Is GPT-5.5 or Nano Banana better for summarisation?

For summarisation tasks, GPT-5.5 has the edge based on its performance profile and design priorities. It ranks higher on accuracy and completeness of key information, which is the most important criterion for summarisation workflows. That said, both models can handle summarisation workloads - the best choice depends on your specific requirements and budget.

What are the key differences between GPT-5.5 and Nano Banana for summarisation?

The main differences are in accuracy and completeness of key information, context window size for long document handling, structured output formats (bullets, sections). GPT-5.5 is developed by OpenAI and comes from a different provider than Nano Banana. Context window, pricing, and speed all differ - check the comparison table above for a side-by-side breakdown.
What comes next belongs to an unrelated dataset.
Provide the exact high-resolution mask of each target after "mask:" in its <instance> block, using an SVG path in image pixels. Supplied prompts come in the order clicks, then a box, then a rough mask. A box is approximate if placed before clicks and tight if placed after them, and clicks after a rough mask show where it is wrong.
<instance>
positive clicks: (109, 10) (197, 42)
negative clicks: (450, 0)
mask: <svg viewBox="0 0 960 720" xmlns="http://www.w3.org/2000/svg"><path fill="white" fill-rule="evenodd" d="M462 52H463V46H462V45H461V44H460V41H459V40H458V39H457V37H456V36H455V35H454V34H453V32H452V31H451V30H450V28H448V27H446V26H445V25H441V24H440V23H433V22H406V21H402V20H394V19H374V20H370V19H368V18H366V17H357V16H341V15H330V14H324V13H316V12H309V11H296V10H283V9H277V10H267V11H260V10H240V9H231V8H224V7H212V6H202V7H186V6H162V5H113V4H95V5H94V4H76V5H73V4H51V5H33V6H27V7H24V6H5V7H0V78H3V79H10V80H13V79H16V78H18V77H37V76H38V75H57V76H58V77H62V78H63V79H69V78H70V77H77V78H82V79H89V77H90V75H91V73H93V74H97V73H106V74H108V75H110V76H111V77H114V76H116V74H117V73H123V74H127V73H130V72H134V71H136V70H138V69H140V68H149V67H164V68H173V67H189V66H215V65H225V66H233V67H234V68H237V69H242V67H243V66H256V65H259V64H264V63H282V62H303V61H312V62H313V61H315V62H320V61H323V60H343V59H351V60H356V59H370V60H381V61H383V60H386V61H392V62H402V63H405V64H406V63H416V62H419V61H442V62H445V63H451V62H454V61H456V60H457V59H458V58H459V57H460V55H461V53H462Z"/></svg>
How much does it cost to use GPT-5.5 vs Nano Banana?

Pricing varies by plan and volume. Check each provider's current API pricing for exact per-token costs for your summarisation use case.

Can I build a summarisation app with GPT-5.5 or Nano Banana?

Yes. Both models can power summarisation applications. With Appaca, you can build a summarisation app using either GPT-5.5 or Nano Banana - and switch between them at any time to find the model that performs best for your specific workflow, without rebuilding your product.

Which model should I choose if I care most about accuracy and completeness of key information?

GPT-5.5 is the stronger choice when accuracy and completeness of key information is your top priority. It ranks #3 overall for summarisation tasks. If cost or latency are constraints, Nano Banana may still meet your needs at a lower cost.